Like many, Bradt and Booth are hugely concerned that the ever-changing political troubles may jeopardize the future of the island.
“Those in power are moving in tanks from the mainland over vulnerable sites,” explains Bradt.
“They’re not paying a great deal of attention to the natural world. This is a UNESCO World Heritage Site and it needs to be protected.”
“An authoritative guidebook, which we do think ours is, can help enormously,” says Booth. “It just gives the place a little more stature.
“It’s win-win once you get tourists going there — as long as they’re the right kind. The people begin to recognize they’ve got something that actually is a money spinner.
“So they start to look after the natural environment better.”
The pair are confident their book will attract “the right kind” due to Bradt’s dedicated adventure travel audience, along with the detailed coverage included in the “full-color information-packed guide,” which lets potential visitors know exactly what to expect.
They also feel its publication will make Socotra more “internationally visible,” so that “damaging political changes can’t slip in unnoticed.”
But time is of the essence due to the ever-changing situation on the ground, which is why the crowdfunder has proved necessary.
Bradt and Booth say this is the guidebook they wished they’d had before visiting the island themselves.
“In March, our income just fell off a cliff and we had to put all our publishing plans on hold,” says Bradt.
“But when we saw where it [Socotra] was going politically, we didn’t want to delay. Nor did we want a cut price version of this book, because the island is so photogenic.
“We couldn’t afford to publish it. But we desperately wanted to.'”
While researching, the co-authors consulted with many experts, including botanists and archaeologists, who’ve contributed to the guidebook.
Bradt and Booth have set a £10,000 ($13,000) crowdfunding target, which will cover the costs of printing and producing the book.
They’ve been overwhelmed by the response the campaign has received since it launched earlier this month, as well as the many stories from travelers who were just as enthralled by Socotra as they were.
“People have been saying ‘this is the book that I really want,'” adds Booth. “It’s been absolutely heartwarming.”

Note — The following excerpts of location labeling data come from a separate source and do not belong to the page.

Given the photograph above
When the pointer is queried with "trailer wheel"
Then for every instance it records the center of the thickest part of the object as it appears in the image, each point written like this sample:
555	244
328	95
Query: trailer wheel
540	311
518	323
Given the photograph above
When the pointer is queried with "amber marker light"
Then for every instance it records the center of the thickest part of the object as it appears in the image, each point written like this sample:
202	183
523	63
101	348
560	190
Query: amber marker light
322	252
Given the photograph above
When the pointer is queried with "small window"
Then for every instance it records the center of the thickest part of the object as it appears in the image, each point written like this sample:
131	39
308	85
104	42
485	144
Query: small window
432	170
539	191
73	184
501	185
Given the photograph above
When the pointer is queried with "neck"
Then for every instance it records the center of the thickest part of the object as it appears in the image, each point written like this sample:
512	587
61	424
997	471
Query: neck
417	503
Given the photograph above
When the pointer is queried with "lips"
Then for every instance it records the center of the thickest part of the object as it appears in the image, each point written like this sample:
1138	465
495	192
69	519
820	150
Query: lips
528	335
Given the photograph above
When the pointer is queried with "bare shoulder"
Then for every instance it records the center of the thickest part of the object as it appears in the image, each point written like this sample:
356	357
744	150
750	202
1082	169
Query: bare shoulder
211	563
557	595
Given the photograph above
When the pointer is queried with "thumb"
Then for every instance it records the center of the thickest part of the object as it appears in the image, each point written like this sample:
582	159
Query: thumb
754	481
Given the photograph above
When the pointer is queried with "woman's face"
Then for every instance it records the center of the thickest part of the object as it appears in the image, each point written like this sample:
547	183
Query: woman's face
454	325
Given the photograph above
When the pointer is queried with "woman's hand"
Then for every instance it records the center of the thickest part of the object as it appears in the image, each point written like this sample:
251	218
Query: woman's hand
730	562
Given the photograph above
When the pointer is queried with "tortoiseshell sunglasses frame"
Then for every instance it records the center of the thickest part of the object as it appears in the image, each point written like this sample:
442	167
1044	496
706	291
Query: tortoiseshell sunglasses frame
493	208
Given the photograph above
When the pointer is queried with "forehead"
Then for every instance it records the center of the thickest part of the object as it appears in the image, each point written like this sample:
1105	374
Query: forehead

The crowdfunder was just under £1,000 (around $1,300) shy of its target at the time of writing.
After decades of traveling the world, Bradt and Booth admit the prospect of spending hours on a plane to visit remote destinations has become less and less appealing.
They plan to remain closer to home in the future, and see the guidebook as something of a swansong.
“We’re not going to be traveling to places like Socotra where you have to camp, for many more years,” says Bradt.
“So it’s [the book’s] just a wonderful end to two traveling careers.”